Sun Sep 15 11:00:00 UTC 2024: ## Fed Expected to Cut Rates, But Magnitude Remains Uncertain
**New York, September 17th, 2023** – The Federal Reserve is widely expected to cut interest rates on Wednesday, September 18th, in an effort to combat potential economic slowdown. While a rate cut is considered almost certain, the size of the reduction remains a point of contention.
Futures markets currently suggest a quarter-point (0.25%) cut, with a 50% chance of a half-point (0.50%) cut.
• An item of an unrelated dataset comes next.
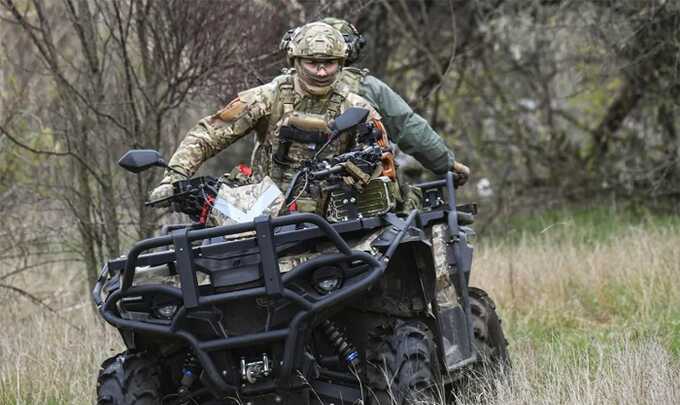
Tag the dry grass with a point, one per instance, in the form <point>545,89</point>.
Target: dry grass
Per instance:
<point>589,322</point>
The decision comes as the U.S. economy displays mixed signals. While the Atlanta Fed estimates third-quarter GDP growth at 2.5%, the job market has softened, with the unemployment rate rising slightly. The Sahm Rule, a recession forecasting tool, suggests a possible recession, although some argue it may be overstating the risk this cycle.
Further complicating the picture, recent inflation data shows a mixed bag. Consumer inflation has fallen to 2.5% year-over-year, but core inflation, excluding food and energy, remains firm at 3.2%.
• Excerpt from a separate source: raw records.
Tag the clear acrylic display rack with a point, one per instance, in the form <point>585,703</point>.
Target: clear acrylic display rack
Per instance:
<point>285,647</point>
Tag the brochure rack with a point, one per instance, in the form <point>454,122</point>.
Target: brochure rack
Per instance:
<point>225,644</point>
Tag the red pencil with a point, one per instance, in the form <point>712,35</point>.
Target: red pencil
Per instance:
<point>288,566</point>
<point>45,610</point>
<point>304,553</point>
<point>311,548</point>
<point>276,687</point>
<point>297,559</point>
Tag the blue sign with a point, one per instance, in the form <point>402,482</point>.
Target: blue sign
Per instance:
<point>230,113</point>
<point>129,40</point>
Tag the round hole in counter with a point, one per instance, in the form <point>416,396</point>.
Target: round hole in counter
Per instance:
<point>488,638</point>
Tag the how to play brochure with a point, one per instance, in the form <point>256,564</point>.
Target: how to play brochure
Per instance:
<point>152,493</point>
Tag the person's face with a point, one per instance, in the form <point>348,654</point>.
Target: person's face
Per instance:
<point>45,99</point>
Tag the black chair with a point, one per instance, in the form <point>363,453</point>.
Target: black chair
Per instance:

The Fed’s current monetary policy, despite no rate changes since July, is considered very restrictive due to falling inflation. This restrictive stance has contributed to a real (after-inflation) Federal Funds rate similar to levels seen before rate cuts in the Fed’s last successful economic soft landing in 1995.
Despite the uncertainty, Glenview Trust, an investment firm with holdings in tech giants like Microsoft, Meta, Amazon, Apple, NVIDIA, and Alphabet, believes the base case scenario is a soft landing. However, they acknowledge that a recession cannot be ruled out.
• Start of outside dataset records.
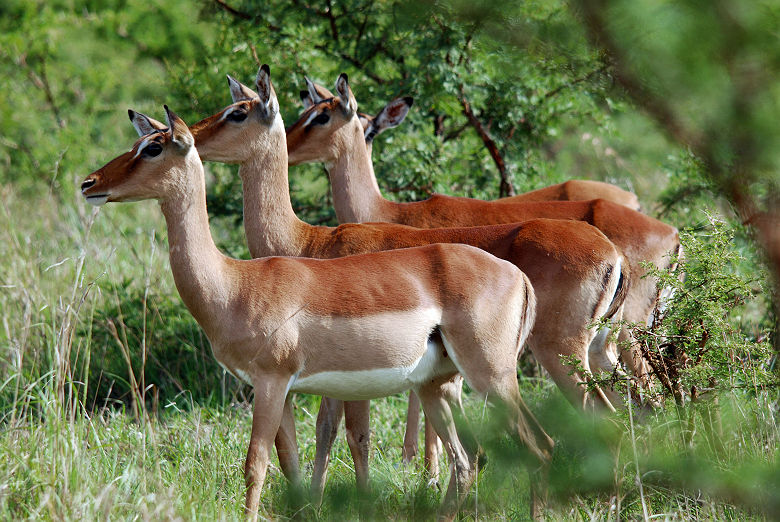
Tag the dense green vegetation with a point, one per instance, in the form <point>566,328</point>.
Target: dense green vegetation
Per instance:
<point>111,405</point>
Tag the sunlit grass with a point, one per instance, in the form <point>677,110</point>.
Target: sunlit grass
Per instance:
<point>174,449</point>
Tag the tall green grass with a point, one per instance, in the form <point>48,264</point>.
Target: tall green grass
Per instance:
<point>111,407</point>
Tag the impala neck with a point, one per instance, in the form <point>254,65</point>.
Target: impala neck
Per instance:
<point>196,262</point>
<point>356,195</point>
<point>270,224</point>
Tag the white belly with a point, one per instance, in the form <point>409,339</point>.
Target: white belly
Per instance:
<point>379,382</point>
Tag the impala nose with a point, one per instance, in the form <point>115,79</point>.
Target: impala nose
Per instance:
<point>87,183</point>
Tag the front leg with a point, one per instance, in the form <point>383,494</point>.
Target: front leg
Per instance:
<point>287,446</point>
<point>267,415</point>
<point>356,421</point>
<point>328,420</point>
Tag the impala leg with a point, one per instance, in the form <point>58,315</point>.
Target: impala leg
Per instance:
<point>328,420</point>
<point>432,452</point>
<point>266,418</point>
<point>412,434</point>
<point>287,445</point>
<point>549,346</point>
<point>356,421</point>
<point>462,464</point>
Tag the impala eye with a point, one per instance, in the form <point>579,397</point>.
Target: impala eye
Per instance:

Investors will closely scrutinize the Fed’s economic projections and Chair Powell’s comments for insights into the future path of rate cuts. While a half-point cut is a possibility, recent economic data and the potential for persistent inflation pressure suggest a quarter-point cut is more likely.
In light of the current economic environment, investors are advised to diversify their portfolios with a mix of high-quality, less economically sensitive stocks alongside technology and cyclical companies. Bonds, particularly high-quality bonds, may also offer some protection in the event of an economic downturn.